Associate Professor Icahn School of Medicine at Mount Sinai, United States
Introduction: Preclinical models have been the backbone for drug development and learning about cancer biology. The inability to properly recapitulate the tumor niche and the difficulty to use primary cells have been great detrimental factors when translating results from the bench to the bedside. We have previously reported results of an ex-vivo 3D organoid cell model with biomimetic microenvironment that allowed prolonged cell survival of primary myeloma cells for up to 14 days in co-cultures and chemosensitivity results. We now present the effects different drug conditions have on both the plasma cells as well as the immune compartment found in primary patient samples.
Methods: After obtaining informed consent, we obtained bone marrow aspirate samples from patients with relapsed multiple myeloma. Using previously described technique, mononuclear cells were co-cultured cultured with stroma in a Matrigel scaffold. Each organoid containing 200,000 cells was plated on an individual well and nourished with enriched culture media. Batches of organoids from the same patient sample were exposed to three different chemotherapy agents (bortezomib 5 nM and 10nM, lenalidomide 50 µM and 100 µM, selinexor 10 µM and 30 µM) on day 5 of experiment and removed 72 hours later. Different timepoints prior to drug exposure (day 5), at the end of drug exposure (day 8), and six days later (day 14) were used to perform viability/proliferation assays with Alamar Blue and flow cytometry to assess different cellular compartments, specifically plasma cells and part of the immune repertoire (CD4, CD8, and NK cells).

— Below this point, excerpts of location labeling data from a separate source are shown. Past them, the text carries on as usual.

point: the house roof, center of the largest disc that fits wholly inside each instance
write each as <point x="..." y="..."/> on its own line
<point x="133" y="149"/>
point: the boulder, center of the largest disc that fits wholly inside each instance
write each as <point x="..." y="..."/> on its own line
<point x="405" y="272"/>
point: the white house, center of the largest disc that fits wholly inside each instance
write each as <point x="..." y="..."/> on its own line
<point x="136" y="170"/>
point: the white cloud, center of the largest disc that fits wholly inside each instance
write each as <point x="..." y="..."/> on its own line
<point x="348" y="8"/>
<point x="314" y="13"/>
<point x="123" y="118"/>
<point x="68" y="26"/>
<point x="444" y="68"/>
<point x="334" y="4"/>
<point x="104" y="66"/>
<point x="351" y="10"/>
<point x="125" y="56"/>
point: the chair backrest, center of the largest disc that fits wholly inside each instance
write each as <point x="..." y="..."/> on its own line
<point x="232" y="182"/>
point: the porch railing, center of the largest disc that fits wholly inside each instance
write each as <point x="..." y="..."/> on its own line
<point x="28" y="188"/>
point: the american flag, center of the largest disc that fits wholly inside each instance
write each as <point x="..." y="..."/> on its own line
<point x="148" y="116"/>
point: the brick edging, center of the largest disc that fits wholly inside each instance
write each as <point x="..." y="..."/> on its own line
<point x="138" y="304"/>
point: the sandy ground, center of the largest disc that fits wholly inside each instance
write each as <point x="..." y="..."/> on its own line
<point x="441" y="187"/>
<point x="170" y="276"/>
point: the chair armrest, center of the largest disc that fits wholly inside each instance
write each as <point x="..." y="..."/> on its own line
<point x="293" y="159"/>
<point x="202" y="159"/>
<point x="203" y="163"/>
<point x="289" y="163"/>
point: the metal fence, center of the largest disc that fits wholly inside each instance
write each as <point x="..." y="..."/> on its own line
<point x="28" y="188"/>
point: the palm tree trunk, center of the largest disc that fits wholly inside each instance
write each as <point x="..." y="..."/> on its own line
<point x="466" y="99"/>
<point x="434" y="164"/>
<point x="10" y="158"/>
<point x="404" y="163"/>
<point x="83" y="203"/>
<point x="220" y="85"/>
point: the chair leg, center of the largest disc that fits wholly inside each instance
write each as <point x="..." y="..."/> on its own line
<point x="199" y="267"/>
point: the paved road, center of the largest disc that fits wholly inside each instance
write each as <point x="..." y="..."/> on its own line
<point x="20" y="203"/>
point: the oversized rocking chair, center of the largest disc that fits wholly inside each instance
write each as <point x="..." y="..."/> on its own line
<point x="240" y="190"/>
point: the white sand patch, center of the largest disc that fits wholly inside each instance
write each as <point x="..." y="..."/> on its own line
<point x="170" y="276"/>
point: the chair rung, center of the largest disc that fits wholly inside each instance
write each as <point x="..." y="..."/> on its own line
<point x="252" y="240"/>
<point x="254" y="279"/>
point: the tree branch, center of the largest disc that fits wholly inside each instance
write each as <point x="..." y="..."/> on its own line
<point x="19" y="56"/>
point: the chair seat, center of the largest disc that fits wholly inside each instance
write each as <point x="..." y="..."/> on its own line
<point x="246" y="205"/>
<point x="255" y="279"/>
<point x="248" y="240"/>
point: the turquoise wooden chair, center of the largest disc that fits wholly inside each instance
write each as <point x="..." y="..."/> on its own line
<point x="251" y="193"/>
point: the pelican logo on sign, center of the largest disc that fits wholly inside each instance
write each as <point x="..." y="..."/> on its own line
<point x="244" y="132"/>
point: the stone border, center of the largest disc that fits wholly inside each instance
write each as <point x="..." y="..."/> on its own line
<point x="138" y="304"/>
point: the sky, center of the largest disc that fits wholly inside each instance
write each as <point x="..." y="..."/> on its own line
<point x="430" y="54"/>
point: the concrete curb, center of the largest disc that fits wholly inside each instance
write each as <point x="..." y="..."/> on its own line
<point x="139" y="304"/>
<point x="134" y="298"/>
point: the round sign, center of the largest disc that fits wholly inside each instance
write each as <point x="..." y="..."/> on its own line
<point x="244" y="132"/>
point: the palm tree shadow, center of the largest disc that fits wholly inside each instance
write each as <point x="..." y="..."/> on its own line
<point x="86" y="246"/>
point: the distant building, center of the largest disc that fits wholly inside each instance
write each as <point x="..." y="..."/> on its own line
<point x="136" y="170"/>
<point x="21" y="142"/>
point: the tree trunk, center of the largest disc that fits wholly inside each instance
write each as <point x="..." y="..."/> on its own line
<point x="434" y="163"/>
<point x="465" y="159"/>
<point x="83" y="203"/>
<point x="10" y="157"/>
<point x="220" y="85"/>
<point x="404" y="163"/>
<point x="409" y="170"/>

Results: Primary cells from bone marrow aspirates remained viable for the duration of the experiment (14 days). Alamar blue showed proliferation in the control group while significant differences were seen in viability based on agent and concentration (Image 1). When looking at flow cytometry data, we see different impact in T cell and NK cell found in the tumor niche (Image 2, 3, 4, 5, 6).
Conclusions: While conventional preclinical models have been a cornerstone to drug development and advances in medicine, the current development of immunotherapies, including cellular therapy require a better physiological representation of the tumor niche. Organoid models from primary patient samples provide an environment that allows evaluation of different study conditions and its impact not just on the patient’s own myeloma cells, but their immune compartment as well. Additional studies to assess its application in T-cell redirecting therapy and other novel immunotherapies using this model is warranted to correlate with clinical outcomes.